Chatsworth House has reopened after its biggest restoration project in 200 years.
The 10-year long programme, which cost about £32m, has seen "priceless" paintings restored, brickwork scrubbed and turrets rebuilt.
Dentistry tools were used to scrape out mortar in between huge blocks in the Derbyshire stately home's walls.
The Duchess of Devonshire said she was "absolutely thrilled to bits" by the work.
"We never thought it would take this long, but it's been so worthwhile," she said.
The Duke of Devonshire said: "I don't think we realised there was so much to do... we hadn't had a look inside properly... the house was built to show off."
The Duke added that notes from builders and craftsmen in the 19th century had been found during the refit.
He said somebody had written "something about the corn laws and somebody else wrote, 'down with the Tories' - and there's some quite rude things as well I couldn't possibly repeat".
Visitors to an exhibition, entitled Chatsworth Renewed, will see the "extraordinary craftsmanship" that has gone into the restoration work, said curator Anna Farthing.

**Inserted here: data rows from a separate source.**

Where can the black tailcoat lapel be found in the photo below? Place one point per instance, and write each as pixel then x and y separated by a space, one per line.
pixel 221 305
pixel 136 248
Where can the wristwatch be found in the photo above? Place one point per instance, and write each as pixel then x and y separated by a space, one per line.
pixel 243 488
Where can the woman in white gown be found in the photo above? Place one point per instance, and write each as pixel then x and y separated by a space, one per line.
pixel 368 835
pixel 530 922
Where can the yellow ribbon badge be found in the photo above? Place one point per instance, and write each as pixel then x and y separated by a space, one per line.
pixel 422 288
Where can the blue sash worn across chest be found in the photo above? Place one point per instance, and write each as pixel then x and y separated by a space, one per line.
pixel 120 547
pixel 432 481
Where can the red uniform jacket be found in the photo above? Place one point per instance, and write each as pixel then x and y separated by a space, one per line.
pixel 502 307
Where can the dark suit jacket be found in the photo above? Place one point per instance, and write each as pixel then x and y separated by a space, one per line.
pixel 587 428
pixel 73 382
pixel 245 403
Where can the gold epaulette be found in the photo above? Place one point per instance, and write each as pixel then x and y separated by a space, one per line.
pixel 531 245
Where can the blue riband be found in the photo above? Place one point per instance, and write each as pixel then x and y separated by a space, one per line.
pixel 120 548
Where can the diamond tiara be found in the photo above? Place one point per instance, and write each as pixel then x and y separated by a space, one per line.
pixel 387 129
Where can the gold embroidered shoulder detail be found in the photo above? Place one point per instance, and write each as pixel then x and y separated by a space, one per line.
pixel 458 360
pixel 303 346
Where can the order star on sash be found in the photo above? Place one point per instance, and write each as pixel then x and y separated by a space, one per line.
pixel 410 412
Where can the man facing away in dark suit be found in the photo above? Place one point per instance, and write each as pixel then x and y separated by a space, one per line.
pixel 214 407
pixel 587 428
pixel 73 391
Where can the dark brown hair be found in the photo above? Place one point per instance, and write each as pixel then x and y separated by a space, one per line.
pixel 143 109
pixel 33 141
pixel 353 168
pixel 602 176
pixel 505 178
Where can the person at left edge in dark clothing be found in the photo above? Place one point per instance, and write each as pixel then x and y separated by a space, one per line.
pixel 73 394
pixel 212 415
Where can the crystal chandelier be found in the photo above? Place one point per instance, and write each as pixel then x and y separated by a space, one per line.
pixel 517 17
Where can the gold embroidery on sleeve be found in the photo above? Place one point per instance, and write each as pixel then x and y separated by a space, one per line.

Tracts of lead have been replaced on the roof, tapestries and paintings cleaned, statues scrubbed and water features refurbished.
In 2004, a structural survey of the house was undertaken revealing that major work was necessary to preserve the building for the next 100 years.
It was also deemed to be at significant risk from fire or flooding.
Weather damage and industrial pollution over hundreds of years also meant cleaning and replacing grit stone across the exterior of the house.
The exhibition detailing all the work will be on show at Chatsworth until October.